Loin d’être un mythe urbain ou une simple stratégie marketing pour relancer des ventes en berne depuis la pandémie, les effets de la mastication sur nos capacités cognitives sont documentés. Vigilance accrue, baisse du stress ou simple effet placebo ? Nous avons décortiqué les études pour démêler le vrai du faux.
Un boost de vigilance de 10% prouvé par la science
Si vous espériez que mâcher de la gomme vous transformerait en génie capable de retenir une encyclopédie par cœur, vous allez être déçus. En revanche, si vous cherchez à rester éveillé et alerte, vous êtes au bon endroit.
Andrew Smith, psychologue à l’Université de Cardiff qui étudie le sujet depuis quinze ans, est formel : mâcher du chewing-gum augmente la vigilance et l’attention soutenue d’environ 10%. Ce n’est pas négligeable, surtout lorsque l’on effectue une tâche longue et répétitive. Crystal Haskell-Ramsay, chercheuse à l’Université de Northumbria, confirme que la gomme est une alliée précieuse contre l’ennui mental. En clair, le chewing-gum ne vous rend pas plus intelligent, mais il maintient votre cerveau en mode « on » quand il commence à décrocher.
Cependant, une nuance s’impose : cet effet booster dépend de votre état initial. Si vous êtes déjà au taquet, le gain sera marginal. C’est véritablement sur la fatigue et la lassitude que la mastication fait la différence.
L’anti-stress le plus vieux du monde
Au-delà de la concentration pure, le chewing-gum agit comme un véritable anxiolytique mécanique. Dès 1939, une étude du Barnard College notait que mâcher réduisait la tension musculaire. Plus récemment, des expériences en laboratoire ont montré que les participants mâchant une gomme avant une épreuve de mathématiques ou une prise de parole en public présentaient des niveaux de stress inférieurs.

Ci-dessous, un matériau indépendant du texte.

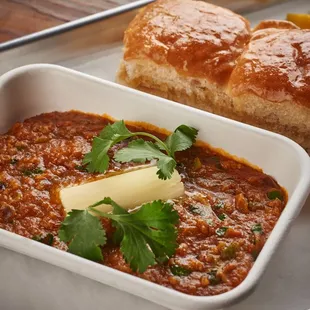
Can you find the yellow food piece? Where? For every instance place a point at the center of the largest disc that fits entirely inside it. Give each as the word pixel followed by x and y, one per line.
pixel 129 190
pixel 301 20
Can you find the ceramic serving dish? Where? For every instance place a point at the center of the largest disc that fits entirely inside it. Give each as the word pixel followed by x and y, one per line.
pixel 34 89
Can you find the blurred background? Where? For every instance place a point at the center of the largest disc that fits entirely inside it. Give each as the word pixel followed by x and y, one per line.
pixel 22 17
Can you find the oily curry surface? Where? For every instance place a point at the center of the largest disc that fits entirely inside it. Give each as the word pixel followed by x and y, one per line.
pixel 226 214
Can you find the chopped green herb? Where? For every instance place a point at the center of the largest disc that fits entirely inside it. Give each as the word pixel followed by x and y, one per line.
pixel 20 147
pixel 81 168
pixel 275 194
pixel 179 271
pixel 229 252
pixel 30 172
pixel 257 228
pixel 255 253
pixel 48 239
pixel 194 209
pixel 219 205
pixel 221 231
pixel 84 233
pixel 139 150
pixel 213 277
pixel 222 216
pixel 145 236
pixel 209 222
pixel 197 163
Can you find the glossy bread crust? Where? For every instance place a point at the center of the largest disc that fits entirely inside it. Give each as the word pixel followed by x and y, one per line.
pixel 196 38
pixel 205 56
pixel 275 66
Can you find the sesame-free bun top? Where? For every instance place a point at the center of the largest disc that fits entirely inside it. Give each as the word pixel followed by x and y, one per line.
pixel 275 66
pixel 198 39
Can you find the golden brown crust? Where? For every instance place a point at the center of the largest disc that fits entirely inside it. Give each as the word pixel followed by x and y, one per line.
pixel 205 56
pixel 275 66
pixel 277 24
pixel 196 38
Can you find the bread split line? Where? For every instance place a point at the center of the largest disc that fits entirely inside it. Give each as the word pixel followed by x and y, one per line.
pixel 208 57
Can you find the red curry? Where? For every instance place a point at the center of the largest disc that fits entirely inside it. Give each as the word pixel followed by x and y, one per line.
pixel 226 215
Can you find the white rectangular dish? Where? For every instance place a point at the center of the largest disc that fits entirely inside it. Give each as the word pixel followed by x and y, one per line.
pixel 35 89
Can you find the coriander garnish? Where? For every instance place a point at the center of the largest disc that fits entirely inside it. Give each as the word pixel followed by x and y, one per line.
pixel 139 150
pixel 145 236
pixel 30 172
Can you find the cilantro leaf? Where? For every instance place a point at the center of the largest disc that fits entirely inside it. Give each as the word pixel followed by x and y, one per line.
pixel 84 233
pixel 98 160
pixel 182 139
pixel 141 151
pixel 147 235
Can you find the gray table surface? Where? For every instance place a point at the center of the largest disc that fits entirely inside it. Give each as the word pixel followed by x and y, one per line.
pixel 28 284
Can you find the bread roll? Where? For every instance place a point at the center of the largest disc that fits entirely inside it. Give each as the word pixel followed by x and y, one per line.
pixel 206 56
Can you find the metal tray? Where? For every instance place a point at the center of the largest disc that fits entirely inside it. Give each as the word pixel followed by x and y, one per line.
pixel 96 49
pixel 240 6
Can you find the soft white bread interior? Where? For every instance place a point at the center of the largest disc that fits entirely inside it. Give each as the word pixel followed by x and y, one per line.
pixel 207 57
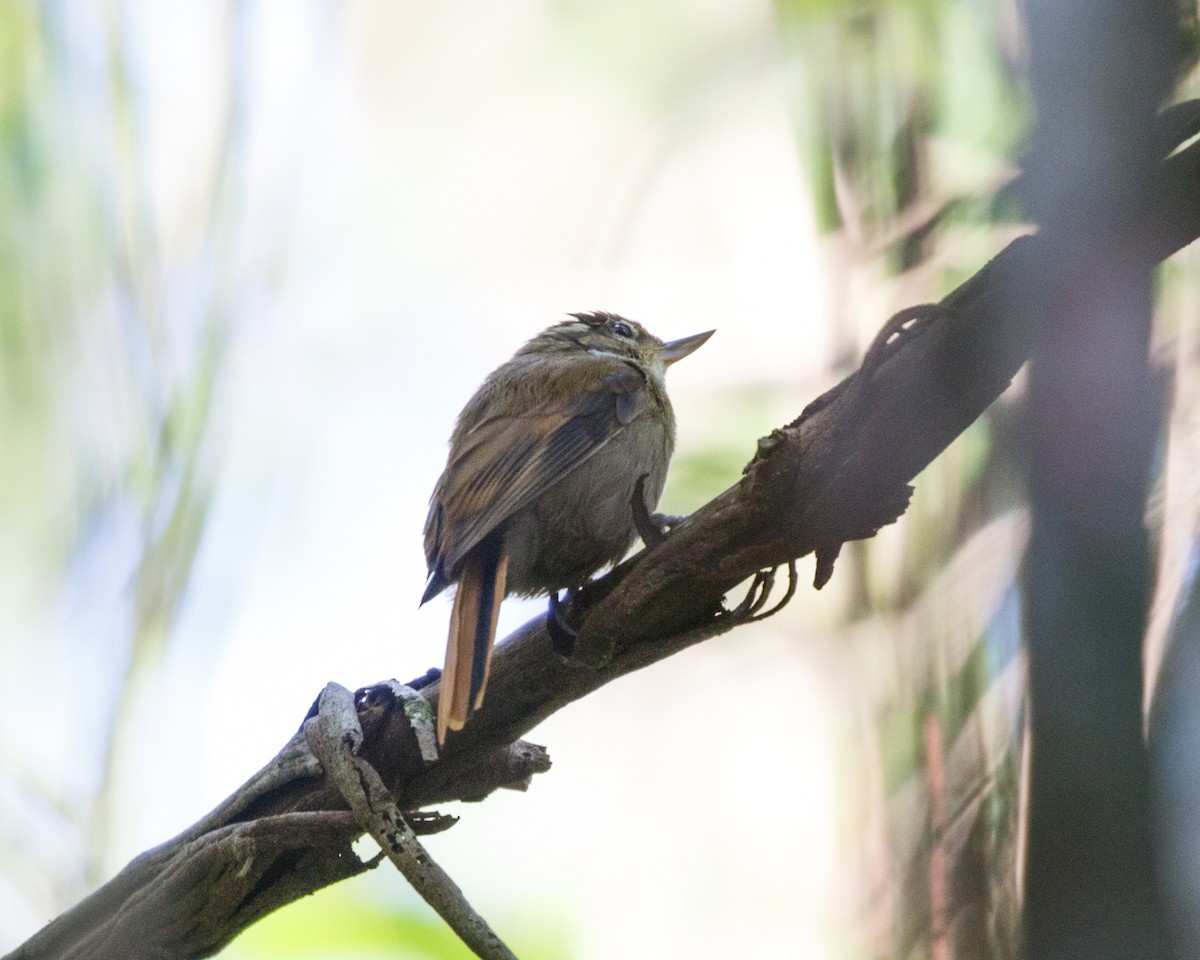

Ce n’est pas un hasard si William Wrigley Jr., le génie du marketing derrière l’empire du même nom, a réussi à convaincre l’armée américaine d’inclure des chewing-gums dans les rations des soldats pendant la Première Guerre mondiale. L’argument ? Calmer les nerfs des troupes et tromper la faim. Aujourd’hui, alors que les ventes de chewing-gum ont chuté avec le port du masque et le télétravail, les marques reviennent à cette promesse originelle : le « wellness » mental.
Pourquoi ça marche ? La théorie de la « bougeotte buccale »
C’est le grand mystère qui fascine encore les chercheurs. Le chewing-gum n’a aucune valeur nutritionnelle, alors pourquoi notre cerveau réagit-il ainsi ? Plusieurs hypothèses s’affrontent :
- L’afflux sanguin : L’acte de mâcher augmenterait le flux sanguin vers le cerveau, apportant plus d’oxygène et de nutriments, favorisant ainsi l’éveil.
- L’activation musculaire : La stimulation des muscles faciaux enverrait des signaux d’alerte au système nerveux.
- Le « Fidgeting » : C’est l’hypothèse la plus probable selon Adam van Casteren, biomécanicien de l’évolution. Les humains aiment les mouvements répétitifs pour se concentrer (taper du pied, faire cliquer un stylo). Le chewing-gum serait une forme de bougeotte confinée à la bouche, permettant de canaliser l’énergie nerveuse.
D’ailleurs, le mot « ruminer » ne signifie-t-il pas à la fois mâcher et réfléchir intensément ? Il semblerait que pour traiter de l’information passivement, notre corps ait besoin de ce mouvement rythmique.
8 000 ans de mastication : un besoin ancestral ?
Si vous pensez que le chewing-gum est une invention de l’ère industrielle, détrompez-vous. En Scandinavie, on a retrouvé de la pâte à mâcher (de la résine d’écorce de bouleau) vieille de 8 000 ans, portant des traces de dents d’enfants. Grecs, Mayas, Amérindiens : toutes les civilisations ont mâché des substances végétales, souvent pour le plaisir.
Attention tout de même à ne pas crier au miracle. Andrew Smith rappelle que si les effets sur la vigilance sont réels, ils sont souvent de courte durée. De plus, il ne faut pas ignorer que de nombreuses études sont financées par l’industrie du chewing-gum (comme le Wrigley Science Institute), ce qui incite à la prudence, même si des chercheurs indépendants ont corroboré certains résultats.
En résumé : le chewing-gum n’améliore pas la mémoire (inutile d’en mâcher pour apprendre vos fiches par cœur), mais c’est un outil redoutable pour l’attention et la gestion du stress immédiat.